South Korean air force personnel participate in a drill at an air base in Chungju, yesterday.
SEOUL: North Korea yesterday offered the US and South Korea a list of conditions for talks, including the lifting of UN sanctions, signalling a possible end to weeks of warlike hostility on the Korean peninsula.
The North Korea’s top military body also said the denuclearisation of the peninsula would begin when the US removed nuclear weapons Pyongyang says Washington has deployed in the region.
The move is likely a sop to the North’s only major backer, China, which signalled its growing unease over the escalation of threats, and said talks were the only correct way to end the tension.
“Dialogue and war cannot co-exist,” the North’s National Defence Commission said in the statement carried by the official KCNA news agency.
“If the US and the puppet South have the slightest desire to avoid the sledge-hammer blow of our army and people ... and truly wish dialogue and negotiations, they must make the resolute decision,” it said.
The commission said UN Security Council sanctions, “fabricated with unjust reasons” must be withdrawn. “They should bear in mind that doing so would be a token of goodwill towards the DPRK,” it said. The North’s official name is the Democratic People’s Republic of Korea.

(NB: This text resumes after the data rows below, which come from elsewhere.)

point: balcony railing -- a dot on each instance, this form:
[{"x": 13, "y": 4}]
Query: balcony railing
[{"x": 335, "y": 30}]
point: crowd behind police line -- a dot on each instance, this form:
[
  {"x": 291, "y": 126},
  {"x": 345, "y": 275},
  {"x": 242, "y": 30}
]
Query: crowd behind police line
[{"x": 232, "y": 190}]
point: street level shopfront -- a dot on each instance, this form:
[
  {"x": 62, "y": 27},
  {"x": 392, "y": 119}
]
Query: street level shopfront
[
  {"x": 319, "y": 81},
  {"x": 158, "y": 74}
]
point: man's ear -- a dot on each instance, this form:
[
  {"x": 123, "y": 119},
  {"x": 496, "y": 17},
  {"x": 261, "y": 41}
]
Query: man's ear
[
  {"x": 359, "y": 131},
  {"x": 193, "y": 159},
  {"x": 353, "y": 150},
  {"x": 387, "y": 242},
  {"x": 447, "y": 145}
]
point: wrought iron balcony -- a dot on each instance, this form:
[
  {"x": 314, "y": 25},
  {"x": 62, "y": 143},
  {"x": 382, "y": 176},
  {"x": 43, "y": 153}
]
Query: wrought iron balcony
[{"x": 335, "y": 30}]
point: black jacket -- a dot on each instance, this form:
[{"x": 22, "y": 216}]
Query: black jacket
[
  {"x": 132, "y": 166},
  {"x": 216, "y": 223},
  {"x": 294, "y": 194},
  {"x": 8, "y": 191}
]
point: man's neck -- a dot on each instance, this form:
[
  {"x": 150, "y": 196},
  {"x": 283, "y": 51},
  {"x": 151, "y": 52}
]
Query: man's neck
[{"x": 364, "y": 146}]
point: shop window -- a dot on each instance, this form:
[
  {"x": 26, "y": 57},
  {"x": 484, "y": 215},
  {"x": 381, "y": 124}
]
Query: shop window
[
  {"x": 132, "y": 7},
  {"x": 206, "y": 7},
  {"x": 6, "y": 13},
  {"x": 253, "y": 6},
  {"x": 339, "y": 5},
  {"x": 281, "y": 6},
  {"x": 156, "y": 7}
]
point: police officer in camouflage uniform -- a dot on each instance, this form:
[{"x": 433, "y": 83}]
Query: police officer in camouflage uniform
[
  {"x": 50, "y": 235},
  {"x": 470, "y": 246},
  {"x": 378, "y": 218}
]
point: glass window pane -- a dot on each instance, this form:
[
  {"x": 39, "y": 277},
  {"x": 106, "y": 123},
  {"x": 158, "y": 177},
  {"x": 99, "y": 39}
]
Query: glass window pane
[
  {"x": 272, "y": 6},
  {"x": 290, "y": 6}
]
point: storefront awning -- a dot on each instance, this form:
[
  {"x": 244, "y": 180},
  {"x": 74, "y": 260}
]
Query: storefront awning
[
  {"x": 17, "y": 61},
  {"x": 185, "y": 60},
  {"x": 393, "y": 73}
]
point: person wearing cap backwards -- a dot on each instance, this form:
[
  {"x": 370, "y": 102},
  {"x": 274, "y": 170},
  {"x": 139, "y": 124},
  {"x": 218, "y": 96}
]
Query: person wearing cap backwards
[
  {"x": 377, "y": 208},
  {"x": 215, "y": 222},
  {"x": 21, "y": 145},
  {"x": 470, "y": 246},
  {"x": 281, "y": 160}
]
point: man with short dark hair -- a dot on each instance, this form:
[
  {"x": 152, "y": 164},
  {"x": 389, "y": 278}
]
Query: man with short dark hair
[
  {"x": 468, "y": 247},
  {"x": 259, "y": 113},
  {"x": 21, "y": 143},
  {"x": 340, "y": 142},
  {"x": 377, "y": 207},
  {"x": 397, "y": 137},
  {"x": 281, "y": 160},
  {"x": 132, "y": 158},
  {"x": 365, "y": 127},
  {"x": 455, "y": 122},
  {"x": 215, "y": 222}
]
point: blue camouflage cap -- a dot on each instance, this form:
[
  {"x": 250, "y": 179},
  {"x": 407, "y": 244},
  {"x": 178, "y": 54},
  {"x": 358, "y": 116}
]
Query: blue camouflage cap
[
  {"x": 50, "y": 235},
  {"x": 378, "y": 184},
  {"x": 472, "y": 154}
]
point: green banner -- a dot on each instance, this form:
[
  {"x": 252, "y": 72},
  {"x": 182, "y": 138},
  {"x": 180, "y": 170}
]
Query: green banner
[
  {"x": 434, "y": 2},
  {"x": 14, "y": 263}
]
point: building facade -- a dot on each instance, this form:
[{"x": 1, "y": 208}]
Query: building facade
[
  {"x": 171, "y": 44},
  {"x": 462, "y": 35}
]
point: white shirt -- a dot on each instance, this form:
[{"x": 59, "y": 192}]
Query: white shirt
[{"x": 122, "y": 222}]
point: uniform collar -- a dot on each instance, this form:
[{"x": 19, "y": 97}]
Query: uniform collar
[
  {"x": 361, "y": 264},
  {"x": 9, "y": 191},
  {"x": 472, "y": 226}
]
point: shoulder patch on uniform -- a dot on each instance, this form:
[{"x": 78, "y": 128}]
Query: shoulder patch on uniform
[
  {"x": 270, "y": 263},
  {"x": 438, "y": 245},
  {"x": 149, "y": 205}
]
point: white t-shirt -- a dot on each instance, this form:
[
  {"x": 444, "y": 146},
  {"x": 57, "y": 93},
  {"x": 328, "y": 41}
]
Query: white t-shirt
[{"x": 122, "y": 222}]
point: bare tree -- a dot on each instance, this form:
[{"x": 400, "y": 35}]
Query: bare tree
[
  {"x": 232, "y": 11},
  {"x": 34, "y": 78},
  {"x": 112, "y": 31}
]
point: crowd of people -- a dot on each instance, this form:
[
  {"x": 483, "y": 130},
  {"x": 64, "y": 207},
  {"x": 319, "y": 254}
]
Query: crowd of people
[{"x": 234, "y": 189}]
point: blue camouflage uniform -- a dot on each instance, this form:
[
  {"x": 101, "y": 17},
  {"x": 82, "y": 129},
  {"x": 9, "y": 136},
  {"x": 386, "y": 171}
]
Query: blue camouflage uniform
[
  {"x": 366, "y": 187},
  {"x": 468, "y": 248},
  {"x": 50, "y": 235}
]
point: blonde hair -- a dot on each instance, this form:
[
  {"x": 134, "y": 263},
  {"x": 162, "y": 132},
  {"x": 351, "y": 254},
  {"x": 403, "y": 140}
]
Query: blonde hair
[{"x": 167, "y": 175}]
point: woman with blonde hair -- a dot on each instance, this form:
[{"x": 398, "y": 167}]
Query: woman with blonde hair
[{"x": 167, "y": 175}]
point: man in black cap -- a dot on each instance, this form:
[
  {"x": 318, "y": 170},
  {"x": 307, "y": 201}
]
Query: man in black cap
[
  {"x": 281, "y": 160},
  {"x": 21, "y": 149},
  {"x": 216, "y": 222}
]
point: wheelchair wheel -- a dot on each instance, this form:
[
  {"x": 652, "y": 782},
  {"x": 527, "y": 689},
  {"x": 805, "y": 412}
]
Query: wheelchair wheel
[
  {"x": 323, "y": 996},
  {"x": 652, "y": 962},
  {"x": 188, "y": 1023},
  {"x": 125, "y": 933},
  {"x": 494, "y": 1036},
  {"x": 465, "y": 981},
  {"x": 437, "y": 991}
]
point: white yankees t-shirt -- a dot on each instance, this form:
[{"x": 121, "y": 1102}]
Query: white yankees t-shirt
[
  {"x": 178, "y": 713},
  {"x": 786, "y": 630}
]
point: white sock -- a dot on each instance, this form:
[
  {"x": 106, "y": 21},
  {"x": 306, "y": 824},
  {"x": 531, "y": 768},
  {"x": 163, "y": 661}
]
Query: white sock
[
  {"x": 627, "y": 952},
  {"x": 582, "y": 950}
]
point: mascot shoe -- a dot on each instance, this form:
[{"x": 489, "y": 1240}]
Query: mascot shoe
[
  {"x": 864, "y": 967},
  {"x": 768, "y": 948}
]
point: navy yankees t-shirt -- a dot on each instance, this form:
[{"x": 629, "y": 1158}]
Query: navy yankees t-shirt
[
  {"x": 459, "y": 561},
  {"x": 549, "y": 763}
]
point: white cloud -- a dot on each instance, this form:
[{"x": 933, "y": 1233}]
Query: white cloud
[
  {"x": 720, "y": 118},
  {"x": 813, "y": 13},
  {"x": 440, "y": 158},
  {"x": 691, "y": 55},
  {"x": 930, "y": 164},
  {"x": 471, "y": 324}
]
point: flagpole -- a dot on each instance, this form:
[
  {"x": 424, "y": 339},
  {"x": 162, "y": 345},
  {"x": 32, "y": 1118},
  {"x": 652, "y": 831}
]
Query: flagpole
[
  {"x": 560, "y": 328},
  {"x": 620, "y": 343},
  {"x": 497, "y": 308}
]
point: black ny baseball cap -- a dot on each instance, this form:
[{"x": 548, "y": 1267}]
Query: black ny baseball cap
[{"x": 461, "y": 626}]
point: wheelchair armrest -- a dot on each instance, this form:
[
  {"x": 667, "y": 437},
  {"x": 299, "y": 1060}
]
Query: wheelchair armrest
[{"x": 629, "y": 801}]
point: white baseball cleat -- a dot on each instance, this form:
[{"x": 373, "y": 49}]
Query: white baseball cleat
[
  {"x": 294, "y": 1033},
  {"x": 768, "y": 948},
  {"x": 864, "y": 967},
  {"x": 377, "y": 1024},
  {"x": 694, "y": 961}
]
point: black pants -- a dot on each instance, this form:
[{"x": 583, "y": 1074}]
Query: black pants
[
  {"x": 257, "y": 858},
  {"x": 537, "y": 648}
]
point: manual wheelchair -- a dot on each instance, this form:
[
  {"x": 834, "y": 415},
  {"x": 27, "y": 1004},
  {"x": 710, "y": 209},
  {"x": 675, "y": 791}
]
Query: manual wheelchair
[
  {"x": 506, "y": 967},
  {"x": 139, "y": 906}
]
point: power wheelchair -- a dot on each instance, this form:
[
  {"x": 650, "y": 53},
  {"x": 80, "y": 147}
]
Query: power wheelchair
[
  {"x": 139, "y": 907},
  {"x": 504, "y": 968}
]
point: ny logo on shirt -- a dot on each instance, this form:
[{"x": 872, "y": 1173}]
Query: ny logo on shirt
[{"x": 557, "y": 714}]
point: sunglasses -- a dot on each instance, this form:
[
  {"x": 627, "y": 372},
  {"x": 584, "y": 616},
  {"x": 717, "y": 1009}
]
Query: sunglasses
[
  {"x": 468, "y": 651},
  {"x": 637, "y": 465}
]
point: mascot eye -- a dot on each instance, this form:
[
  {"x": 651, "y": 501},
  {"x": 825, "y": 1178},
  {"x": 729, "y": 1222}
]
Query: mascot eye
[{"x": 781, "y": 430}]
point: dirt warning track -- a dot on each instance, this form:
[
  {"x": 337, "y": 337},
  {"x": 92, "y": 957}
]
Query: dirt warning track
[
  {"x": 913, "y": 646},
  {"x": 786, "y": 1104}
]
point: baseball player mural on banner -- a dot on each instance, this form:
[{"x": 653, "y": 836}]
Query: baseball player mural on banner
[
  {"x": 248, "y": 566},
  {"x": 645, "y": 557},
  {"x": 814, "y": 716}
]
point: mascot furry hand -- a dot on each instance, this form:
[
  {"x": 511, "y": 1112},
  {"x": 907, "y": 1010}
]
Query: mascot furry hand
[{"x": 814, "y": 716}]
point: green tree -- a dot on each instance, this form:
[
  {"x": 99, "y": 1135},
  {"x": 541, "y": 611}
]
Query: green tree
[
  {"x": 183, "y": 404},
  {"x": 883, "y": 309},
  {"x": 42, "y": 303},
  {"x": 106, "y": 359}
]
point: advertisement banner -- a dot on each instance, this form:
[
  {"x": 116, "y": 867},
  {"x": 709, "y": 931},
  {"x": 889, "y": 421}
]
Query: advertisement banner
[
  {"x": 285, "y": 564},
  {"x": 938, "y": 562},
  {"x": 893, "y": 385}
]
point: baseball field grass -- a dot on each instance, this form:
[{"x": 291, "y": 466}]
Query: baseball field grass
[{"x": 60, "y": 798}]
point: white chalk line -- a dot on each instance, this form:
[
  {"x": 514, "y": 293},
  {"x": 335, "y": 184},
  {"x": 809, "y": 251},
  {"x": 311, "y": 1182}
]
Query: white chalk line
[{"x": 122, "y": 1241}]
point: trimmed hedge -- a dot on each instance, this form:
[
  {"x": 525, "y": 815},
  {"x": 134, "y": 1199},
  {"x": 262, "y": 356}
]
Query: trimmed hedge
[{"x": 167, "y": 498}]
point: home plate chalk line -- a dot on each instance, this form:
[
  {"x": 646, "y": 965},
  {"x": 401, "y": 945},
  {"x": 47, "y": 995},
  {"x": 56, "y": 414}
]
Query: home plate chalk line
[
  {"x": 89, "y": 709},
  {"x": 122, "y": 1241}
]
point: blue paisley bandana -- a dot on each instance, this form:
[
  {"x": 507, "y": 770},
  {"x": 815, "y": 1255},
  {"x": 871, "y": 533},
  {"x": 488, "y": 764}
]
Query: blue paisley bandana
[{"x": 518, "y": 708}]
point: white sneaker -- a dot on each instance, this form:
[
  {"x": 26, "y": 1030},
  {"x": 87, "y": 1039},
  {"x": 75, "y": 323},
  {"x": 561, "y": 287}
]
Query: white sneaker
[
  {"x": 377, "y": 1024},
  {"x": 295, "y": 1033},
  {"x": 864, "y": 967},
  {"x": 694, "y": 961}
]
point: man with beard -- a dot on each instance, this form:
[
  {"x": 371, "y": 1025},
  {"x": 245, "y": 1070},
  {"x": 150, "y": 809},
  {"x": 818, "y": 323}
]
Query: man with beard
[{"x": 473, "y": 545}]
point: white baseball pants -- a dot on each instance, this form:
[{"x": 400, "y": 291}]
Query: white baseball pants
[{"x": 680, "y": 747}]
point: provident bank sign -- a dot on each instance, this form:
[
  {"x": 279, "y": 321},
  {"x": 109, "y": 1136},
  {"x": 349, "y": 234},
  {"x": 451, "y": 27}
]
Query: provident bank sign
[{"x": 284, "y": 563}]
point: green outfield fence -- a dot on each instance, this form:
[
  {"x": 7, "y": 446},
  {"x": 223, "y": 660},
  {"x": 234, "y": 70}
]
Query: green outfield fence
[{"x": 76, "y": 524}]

“The denuclearisation of the Korean peninsula can begin with the removal of the nuclear war tools dragged in by the US and it can lead to global nuclear disarmament,” it added. It called for an end to military exercises such as the annual US-South Korean drills that began in March and end this month.
The US has offered talks, but on the pre-condition that they lead to North Korea abandoning its nuclear weapons ambitions. North Korea deems its nuclear arms a “treasured sword” and has vowed never to give them up.
South Korea has also proposed talks Pyongyang rejected as an insincere move.
North Korea stepped up its defiance of UN Security Council resolutions in December when it launched a rocket it said put a scientific satellite in orbit. Critics said the launch aimed to nurture technology needed to deliver a nuclear warhead on a long-range missile.
That was followed in February by its third test of a nuclear weapon. That triggered new UN sanctions in March, toughening existing measures, which led to intensification of North Korean threats of nuclear strikes against South Korea and the US.
South Korea saw the demands as “regretful” and “cliched” and called on North Korea to withdraw them.
The US remains open to “authentic and credible” negotiations with North Korea, but the country would first need to show it is serious about abandoning its nuclear ambitions, a White House spokesman said.
“So far, we have not seen that,” Josh Earnest told reporters aboard Air Force One. “The belligerent actions and words that we’ve seen emanating from the North Korean regime actually indicate the opposite.”
UN Secretary General Ban Ki-moon urged North Korea to “seriously” consider an offer of dialogue from the South concerning the future of the closed Kaesong industrial zone.
North Korea has blocked access to Kaesong, 10km inside its border since April 3.
He also vowed to advance “meaningful dialogue” between the two Koreas.